Microsoft ad flap evokes long history of doctored photos
Microsoft apologized this week for digitally altering a photo on its web site to replace a black man with a white man.
An item on CNET News explains:
In a photo on the company’s U.S. Web site, three businesspeople — one black, one white and one Asian are shown as part of a pitch for Microsoft’s business productivity software. In the same photo on the site of Microsoft’s Polish subsidiary, a white head is placed over the black person’s body, although the hand is not changed.
That news came just days after the New York Times published an article in its Sunday Week in Review section that says photo manipulation has a long — if sordid — history. From that article:
… the tampering began almost immediately: affixing Lincoln’s head to another politician’s more regally posed body; rearranging the grim detritus of Civil War battlefields to be better composed for the camera; erasing political enemies.
The Microsoft flap prompted ABC News to recall “10 Photo-Editing Flubs: Digitally Altered Photo Disasters.” ABC’s article states:
In advertising, there are no ethical restrictions when it comes to digital manipulation. But when those manipulations draw attention to race, the brand could find itself in trouble.
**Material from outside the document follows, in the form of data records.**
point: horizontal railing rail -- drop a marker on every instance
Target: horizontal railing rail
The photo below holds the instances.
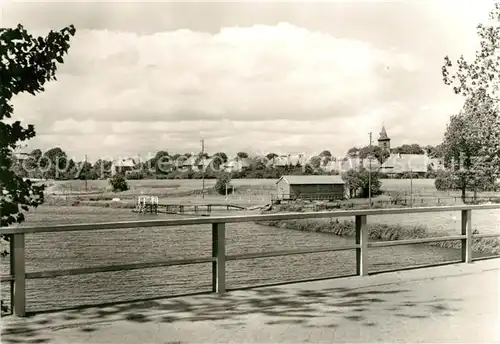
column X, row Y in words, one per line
column 18, row 274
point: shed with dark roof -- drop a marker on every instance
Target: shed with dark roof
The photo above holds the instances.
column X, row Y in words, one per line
column 311, row 188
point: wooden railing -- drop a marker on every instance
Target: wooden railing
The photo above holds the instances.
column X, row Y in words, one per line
column 18, row 274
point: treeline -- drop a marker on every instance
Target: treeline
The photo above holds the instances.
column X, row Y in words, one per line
column 56, row 164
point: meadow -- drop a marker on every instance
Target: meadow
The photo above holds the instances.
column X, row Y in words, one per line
column 50, row 251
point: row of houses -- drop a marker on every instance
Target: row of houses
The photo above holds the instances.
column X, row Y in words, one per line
column 395, row 164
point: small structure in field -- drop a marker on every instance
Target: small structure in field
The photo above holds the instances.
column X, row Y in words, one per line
column 310, row 188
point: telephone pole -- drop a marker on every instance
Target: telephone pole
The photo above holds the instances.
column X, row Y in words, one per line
column 370, row 173
column 203, row 168
column 85, row 173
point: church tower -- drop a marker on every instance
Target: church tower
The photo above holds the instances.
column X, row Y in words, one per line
column 384, row 141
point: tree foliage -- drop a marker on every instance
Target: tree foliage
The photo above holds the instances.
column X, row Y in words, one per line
column 358, row 183
column 223, row 180
column 26, row 64
column 467, row 146
column 472, row 140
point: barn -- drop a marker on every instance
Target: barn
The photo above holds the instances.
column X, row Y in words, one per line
column 310, row 187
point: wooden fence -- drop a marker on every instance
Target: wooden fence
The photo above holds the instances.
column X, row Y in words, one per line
column 18, row 275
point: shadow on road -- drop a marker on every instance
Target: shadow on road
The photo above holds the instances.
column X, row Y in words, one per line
column 328, row 308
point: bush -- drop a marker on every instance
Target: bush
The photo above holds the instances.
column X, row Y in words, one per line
column 444, row 181
column 118, row 183
column 220, row 186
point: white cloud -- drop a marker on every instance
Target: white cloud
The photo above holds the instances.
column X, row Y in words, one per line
column 256, row 87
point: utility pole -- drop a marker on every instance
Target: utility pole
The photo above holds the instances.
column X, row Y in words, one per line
column 203, row 168
column 370, row 173
column 411, row 188
column 85, row 173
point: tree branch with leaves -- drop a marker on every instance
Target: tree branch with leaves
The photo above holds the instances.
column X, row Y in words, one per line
column 27, row 63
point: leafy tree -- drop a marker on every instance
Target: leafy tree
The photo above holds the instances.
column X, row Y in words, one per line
column 220, row 186
column 26, row 64
column 478, row 81
column 353, row 152
column 358, row 183
column 434, row 151
column 467, row 143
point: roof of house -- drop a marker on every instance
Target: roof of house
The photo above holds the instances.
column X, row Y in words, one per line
column 292, row 159
column 124, row 162
column 20, row 155
column 383, row 135
column 400, row 163
column 238, row 162
column 312, row 180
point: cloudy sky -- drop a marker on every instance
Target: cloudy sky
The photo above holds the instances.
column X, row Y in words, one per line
column 246, row 76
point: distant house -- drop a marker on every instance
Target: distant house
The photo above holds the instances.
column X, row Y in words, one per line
column 194, row 163
column 124, row 165
column 19, row 156
column 310, row 187
column 237, row 165
column 436, row 164
column 288, row 160
column 398, row 164
column 345, row 164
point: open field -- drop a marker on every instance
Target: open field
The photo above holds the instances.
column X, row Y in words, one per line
column 49, row 251
column 72, row 250
column 248, row 192
column 420, row 187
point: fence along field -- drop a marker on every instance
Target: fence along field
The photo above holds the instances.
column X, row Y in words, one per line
column 50, row 251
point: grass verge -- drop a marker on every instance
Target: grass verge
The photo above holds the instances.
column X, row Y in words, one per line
column 382, row 232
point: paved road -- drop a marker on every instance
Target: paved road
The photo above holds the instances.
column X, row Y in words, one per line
column 448, row 304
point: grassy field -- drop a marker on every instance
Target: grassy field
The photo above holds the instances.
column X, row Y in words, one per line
column 52, row 251
column 247, row 192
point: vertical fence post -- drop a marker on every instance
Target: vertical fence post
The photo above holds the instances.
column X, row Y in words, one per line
column 362, row 241
column 219, row 253
column 467, row 231
column 17, row 268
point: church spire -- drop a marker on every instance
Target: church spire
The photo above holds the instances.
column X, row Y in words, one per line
column 383, row 134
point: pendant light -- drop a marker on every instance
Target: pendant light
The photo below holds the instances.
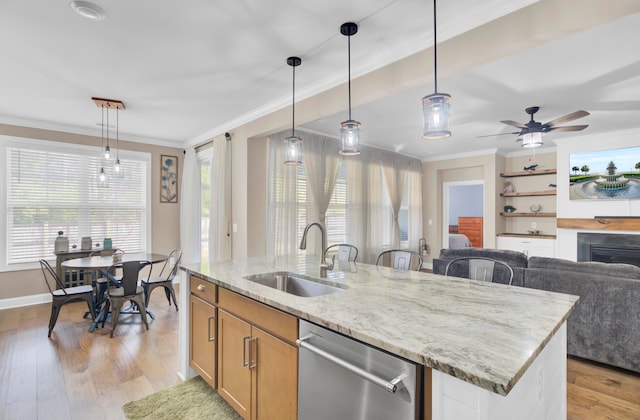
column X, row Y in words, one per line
column 533, row 139
column 293, row 150
column 107, row 156
column 435, row 107
column 350, row 129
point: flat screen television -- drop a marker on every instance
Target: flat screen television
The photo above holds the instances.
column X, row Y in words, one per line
column 612, row 174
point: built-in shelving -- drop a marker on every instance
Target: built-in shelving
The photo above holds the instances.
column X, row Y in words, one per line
column 529, row 193
column 523, row 214
column 525, row 235
column 528, row 173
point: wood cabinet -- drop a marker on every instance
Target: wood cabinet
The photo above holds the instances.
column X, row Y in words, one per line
column 203, row 329
column 472, row 228
column 257, row 358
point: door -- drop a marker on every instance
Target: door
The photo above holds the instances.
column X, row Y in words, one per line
column 203, row 339
column 234, row 376
column 276, row 378
column 461, row 199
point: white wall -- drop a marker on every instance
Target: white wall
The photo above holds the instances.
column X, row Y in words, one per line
column 567, row 238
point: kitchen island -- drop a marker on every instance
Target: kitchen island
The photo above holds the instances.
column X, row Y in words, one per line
column 493, row 350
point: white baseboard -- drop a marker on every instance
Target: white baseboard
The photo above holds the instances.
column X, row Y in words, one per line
column 24, row 301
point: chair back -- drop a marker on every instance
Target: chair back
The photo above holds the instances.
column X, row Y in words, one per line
column 171, row 265
column 130, row 274
column 106, row 252
column 51, row 278
column 400, row 259
column 478, row 268
column 343, row 252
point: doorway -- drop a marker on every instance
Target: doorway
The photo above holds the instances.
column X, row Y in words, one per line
column 462, row 199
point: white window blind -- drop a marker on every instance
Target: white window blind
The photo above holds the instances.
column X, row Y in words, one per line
column 51, row 188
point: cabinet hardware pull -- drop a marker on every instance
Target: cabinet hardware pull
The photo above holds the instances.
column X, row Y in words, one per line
column 209, row 328
column 244, row 350
column 390, row 386
column 253, row 354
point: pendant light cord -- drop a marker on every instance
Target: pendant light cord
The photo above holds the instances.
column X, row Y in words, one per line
column 349, row 67
column 293, row 104
column 117, row 136
column 435, row 49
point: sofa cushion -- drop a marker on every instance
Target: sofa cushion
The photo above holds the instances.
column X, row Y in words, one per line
column 614, row 270
column 605, row 325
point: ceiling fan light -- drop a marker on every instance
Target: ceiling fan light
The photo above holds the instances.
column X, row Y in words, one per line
column 350, row 138
column 532, row 139
column 436, row 111
column 293, row 151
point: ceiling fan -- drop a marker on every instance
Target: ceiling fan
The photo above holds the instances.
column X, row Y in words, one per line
column 529, row 131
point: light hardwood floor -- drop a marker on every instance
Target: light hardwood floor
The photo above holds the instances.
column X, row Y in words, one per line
column 82, row 375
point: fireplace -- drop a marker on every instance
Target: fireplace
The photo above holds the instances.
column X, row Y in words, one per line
column 609, row 248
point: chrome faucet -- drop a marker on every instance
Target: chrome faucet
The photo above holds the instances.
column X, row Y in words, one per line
column 324, row 266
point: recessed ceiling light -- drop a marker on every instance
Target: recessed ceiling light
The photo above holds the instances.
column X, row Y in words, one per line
column 88, row 10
But in journalism, there are strong ethical restrictions, the article notes. One of ABC’s examples involves a doctored photo of an Israeli air raid in Beirut. Reuters fired the photographer.
For years, artists at the St. Louis Post-Dispatch airbrushed photos to highlight objects, often surrounding the object with white ink. (That practice stopped several decades ago.)
The Post-Dispatch is responsible for one of photojournalism’s infamous manipulations: The removal of a diet coke can from a photo in 1989.
Amateur photographer Ron Olshwanger had just won the Pulitzer Prize for Spot-News Photography for a fire-rescue scene. The Post-Dispatch published that freelance photo on Page One. The subsequent story about his Pulitzer Prize also appeared on Page One, with a photo of him in the Post-Dispatch newsroom. A Diet Coke can on a table beside him was digitally removed before it appeared in print.
The journalism ethics flap that resulted led to strong new policies at the paper about photo manipulation: It was banned. Larry Coyne, now director of photography at the newspaper, says such an offense would prompt immediate dismissal today.


Steve Parker is the deputy managing editor for news, and oversees the Post-Dispatch's front page. STLtoday's online news editors are on his newsroom team. Parker has been at the paper since September 1980.
How about this type of editing…
MSNBC’s edit of the video:
http://www.youtube.com/watch?v=UYKQJ4-N7LI&feature=player_embedded
Fuller version of video. Notice anything different?
http://www.youtube.com/watch?v=7syx26QtQIM&NR=1
This is pretty good evidence that journalism has no ethics and it is all about editing to serve their political agenda.
Editing a news-photo and editing a website photo are two different things.
Microsoft never should have apologised. They had every right to tweak their website and it’s images for the intended users outside of the United States.